Making sausage at home is so much easier than you think.  Don't worry if you don't have a meat grinder!  I lucked out and got a Kitchen Aid stand mixer with a meat grinder attachment as a wedding gift (lucky me, right?), but you can always buy the meat pre-ground at the store and use it for this recipe.  Just don't buy it seasoned yet. That's what's special about this recipe...all the beautiful spices!  And the lack of chemicals.  It's one of those times when it's pretty cool to know exactly what's going into your food.

If you make the small investment on the spices that you might not already have in your pantry, you can make superior Italian Sausage that's way healthier, way tastier, and for way less money that pre-made stuff.  And if you don't have a meat grinder, I highly recommend getting one.  I always feel kind of primal and oddly fulfilled when I'm standing in my kitchen pretending I'm a butcher and grinding my own meat. Fun stuff!



Ingredients
  • 3 lbs pork  (You can use a pork roast, pork butt or even tenderloin for a leaner sausage.  If you don't have a meat grinder, you can buy pork that is already ground.  You can also use ground turkey.)
  • 3 tbsp red wine vinegar
  • 1 tbsp kosher salt
  • 1 tbsp fresh ground black pepper
  • 1 tbsp dried parsley
  • 1 tbsp garlic powder
  • 1 tbsp dried basil
  • 1 tbsp onion powder
  • 2 tsp paprika
  • 2 tsp crushed red pepper flakes
  • 1 tsp fennel seeds
  • ½ tsp brown sugar
  • ¼ tsp dried oregano
  • ¼ tsp dried thyme

Instructions

1. Cut the pork into 1½ inch cubes and place the pieces into a large bowl.
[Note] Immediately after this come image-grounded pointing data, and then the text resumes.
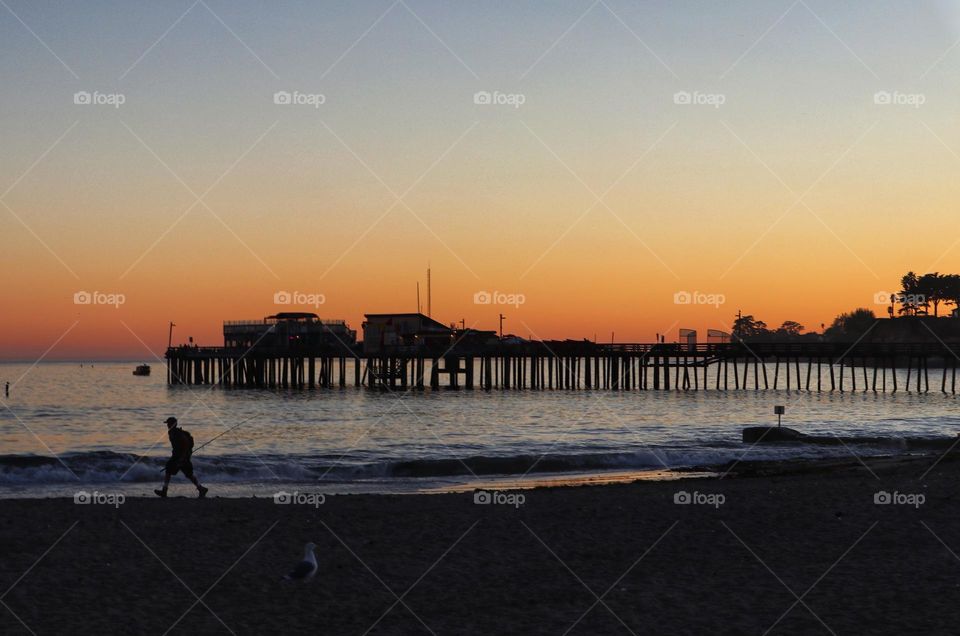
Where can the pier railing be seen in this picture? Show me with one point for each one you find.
(572, 364)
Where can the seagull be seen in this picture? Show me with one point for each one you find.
(305, 569)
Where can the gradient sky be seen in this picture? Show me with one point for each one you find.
(799, 197)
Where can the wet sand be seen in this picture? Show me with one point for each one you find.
(611, 559)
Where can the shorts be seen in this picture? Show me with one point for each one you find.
(186, 466)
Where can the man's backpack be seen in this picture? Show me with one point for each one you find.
(187, 440)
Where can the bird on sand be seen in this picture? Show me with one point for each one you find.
(305, 569)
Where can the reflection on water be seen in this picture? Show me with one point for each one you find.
(106, 424)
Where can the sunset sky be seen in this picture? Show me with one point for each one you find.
(801, 195)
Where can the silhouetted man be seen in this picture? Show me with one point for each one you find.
(182, 444)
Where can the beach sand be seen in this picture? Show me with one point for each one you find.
(612, 559)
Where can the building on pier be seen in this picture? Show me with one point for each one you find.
(288, 331)
(408, 332)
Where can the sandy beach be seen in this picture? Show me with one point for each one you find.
(779, 549)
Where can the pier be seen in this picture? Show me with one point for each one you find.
(919, 367)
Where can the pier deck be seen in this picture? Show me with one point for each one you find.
(810, 366)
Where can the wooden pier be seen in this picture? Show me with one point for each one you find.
(571, 365)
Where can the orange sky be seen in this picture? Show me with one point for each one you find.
(800, 197)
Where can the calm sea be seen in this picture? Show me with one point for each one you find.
(65, 427)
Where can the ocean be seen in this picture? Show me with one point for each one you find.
(66, 428)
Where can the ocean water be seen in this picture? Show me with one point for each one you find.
(66, 428)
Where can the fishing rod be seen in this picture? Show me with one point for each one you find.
(216, 437)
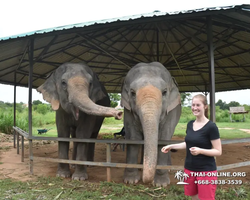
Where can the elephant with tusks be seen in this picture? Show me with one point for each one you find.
(81, 103)
(152, 109)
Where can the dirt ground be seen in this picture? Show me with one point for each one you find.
(12, 167)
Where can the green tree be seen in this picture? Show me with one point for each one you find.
(222, 105)
(233, 104)
(42, 109)
(114, 99)
(185, 96)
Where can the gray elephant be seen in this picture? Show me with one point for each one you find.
(81, 103)
(152, 109)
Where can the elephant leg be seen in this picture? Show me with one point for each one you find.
(84, 130)
(132, 175)
(73, 135)
(166, 132)
(91, 146)
(81, 170)
(63, 130)
(132, 130)
(161, 175)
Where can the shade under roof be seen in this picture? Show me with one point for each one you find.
(178, 40)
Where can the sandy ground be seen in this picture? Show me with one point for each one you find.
(12, 167)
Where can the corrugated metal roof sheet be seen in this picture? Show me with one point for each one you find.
(111, 47)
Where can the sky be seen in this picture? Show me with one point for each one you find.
(29, 15)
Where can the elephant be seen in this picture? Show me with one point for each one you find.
(81, 103)
(152, 109)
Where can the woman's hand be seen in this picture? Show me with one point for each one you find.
(166, 149)
(195, 151)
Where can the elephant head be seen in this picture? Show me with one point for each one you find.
(74, 87)
(149, 93)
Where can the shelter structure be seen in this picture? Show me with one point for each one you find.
(236, 111)
(206, 50)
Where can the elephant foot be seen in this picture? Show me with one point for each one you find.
(161, 180)
(80, 176)
(63, 173)
(131, 176)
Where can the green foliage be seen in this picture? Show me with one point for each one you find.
(36, 102)
(185, 96)
(38, 119)
(42, 109)
(114, 99)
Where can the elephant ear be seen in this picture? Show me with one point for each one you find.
(175, 97)
(97, 91)
(125, 97)
(49, 92)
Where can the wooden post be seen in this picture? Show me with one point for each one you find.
(108, 161)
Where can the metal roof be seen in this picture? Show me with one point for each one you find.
(111, 47)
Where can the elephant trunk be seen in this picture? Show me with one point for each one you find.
(150, 105)
(79, 96)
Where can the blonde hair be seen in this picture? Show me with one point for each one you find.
(203, 99)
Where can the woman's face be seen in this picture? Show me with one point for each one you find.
(198, 108)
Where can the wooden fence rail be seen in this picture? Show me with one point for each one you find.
(108, 164)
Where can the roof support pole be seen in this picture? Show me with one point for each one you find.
(15, 134)
(31, 55)
(211, 67)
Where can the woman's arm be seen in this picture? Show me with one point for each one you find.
(215, 151)
(167, 148)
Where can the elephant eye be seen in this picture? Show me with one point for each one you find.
(164, 93)
(133, 94)
(64, 84)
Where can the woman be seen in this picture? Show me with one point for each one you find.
(202, 143)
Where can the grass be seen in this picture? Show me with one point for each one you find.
(58, 188)
(180, 131)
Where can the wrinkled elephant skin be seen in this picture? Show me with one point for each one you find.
(81, 103)
(152, 109)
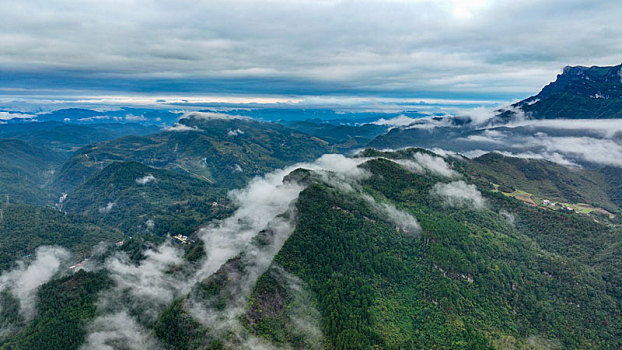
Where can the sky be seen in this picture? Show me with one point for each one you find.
(299, 50)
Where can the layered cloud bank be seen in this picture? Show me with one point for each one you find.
(573, 142)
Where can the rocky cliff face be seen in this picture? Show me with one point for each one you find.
(579, 93)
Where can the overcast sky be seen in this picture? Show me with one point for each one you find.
(472, 49)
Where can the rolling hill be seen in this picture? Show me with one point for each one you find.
(208, 148)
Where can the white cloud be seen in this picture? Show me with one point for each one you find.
(385, 45)
(399, 121)
(107, 208)
(24, 280)
(117, 330)
(145, 179)
(134, 118)
(458, 194)
(235, 132)
(181, 127)
(211, 116)
(11, 115)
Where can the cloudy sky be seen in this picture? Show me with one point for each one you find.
(454, 49)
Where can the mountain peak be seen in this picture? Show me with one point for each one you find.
(579, 92)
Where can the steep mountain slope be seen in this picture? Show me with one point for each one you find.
(141, 199)
(24, 228)
(579, 93)
(224, 152)
(547, 180)
(386, 250)
(24, 170)
(471, 280)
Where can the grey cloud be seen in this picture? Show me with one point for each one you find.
(386, 45)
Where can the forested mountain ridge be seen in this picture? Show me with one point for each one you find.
(139, 199)
(389, 249)
(579, 93)
(211, 149)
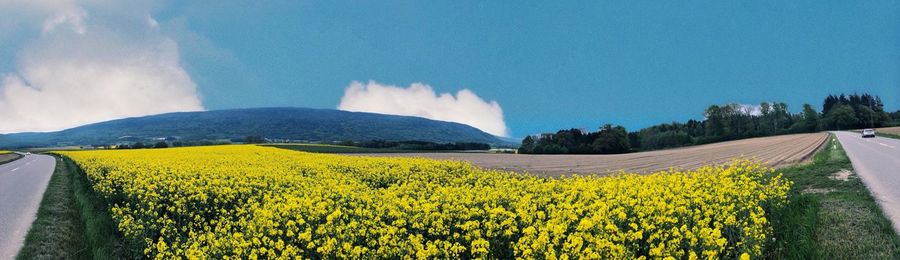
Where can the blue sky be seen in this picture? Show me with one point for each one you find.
(549, 65)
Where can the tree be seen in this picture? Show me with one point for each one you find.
(810, 119)
(841, 117)
(611, 140)
(527, 145)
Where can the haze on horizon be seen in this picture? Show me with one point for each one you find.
(510, 70)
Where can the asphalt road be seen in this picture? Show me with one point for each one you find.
(22, 185)
(877, 162)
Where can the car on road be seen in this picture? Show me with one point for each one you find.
(868, 133)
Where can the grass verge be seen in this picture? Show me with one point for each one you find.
(9, 157)
(72, 222)
(831, 215)
(888, 135)
(327, 148)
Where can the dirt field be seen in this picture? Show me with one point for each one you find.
(889, 130)
(777, 151)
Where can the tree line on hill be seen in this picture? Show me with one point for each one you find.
(721, 123)
(419, 145)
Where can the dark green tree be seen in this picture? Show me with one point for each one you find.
(841, 117)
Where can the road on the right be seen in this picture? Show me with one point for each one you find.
(877, 161)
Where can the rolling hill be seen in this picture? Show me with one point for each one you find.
(280, 123)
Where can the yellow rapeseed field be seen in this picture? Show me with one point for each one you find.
(253, 202)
2. Add the remaining ingredients to the bowl and mix until all of the pieces of meat are evenly coated with the spices.  (I use my hands to mix it all up.)
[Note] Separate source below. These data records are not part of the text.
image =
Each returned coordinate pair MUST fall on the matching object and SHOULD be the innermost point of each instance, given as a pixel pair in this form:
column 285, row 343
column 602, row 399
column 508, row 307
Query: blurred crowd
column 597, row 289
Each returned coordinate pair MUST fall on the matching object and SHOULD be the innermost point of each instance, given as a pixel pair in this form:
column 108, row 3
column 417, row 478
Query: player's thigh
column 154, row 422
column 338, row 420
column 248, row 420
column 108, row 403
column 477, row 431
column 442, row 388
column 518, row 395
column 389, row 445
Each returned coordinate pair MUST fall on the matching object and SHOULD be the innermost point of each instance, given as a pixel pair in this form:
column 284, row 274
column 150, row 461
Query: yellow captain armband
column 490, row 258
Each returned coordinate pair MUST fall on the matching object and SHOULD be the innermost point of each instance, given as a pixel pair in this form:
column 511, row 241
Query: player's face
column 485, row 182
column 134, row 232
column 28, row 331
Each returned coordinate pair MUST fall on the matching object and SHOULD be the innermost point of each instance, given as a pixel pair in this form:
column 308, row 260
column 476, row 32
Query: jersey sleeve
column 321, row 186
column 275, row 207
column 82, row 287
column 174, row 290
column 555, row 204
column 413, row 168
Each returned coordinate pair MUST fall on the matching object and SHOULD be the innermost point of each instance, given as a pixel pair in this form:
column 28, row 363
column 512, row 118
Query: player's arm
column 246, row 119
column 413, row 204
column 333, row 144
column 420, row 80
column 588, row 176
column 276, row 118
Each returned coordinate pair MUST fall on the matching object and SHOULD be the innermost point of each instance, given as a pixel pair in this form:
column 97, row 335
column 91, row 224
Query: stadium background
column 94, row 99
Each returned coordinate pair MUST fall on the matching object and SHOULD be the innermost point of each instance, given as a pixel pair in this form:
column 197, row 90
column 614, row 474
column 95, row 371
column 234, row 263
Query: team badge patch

3. Run the meat through your meat grinder using the coarse grind plate.


4. Done!  If desired, you can process into casings for link sausage, but I like to leave it in the form of bulk sausage to use for making sausage patties, adding to meatballs or spaghetti sauce or in soups.

    5. I process mine into small packages to freeze for later use.


    Notes
    • If you're using meat that is pre-ground, put all of the ingredients into a large bowl and use your hands to mix everything together until the spices are evenly distributed.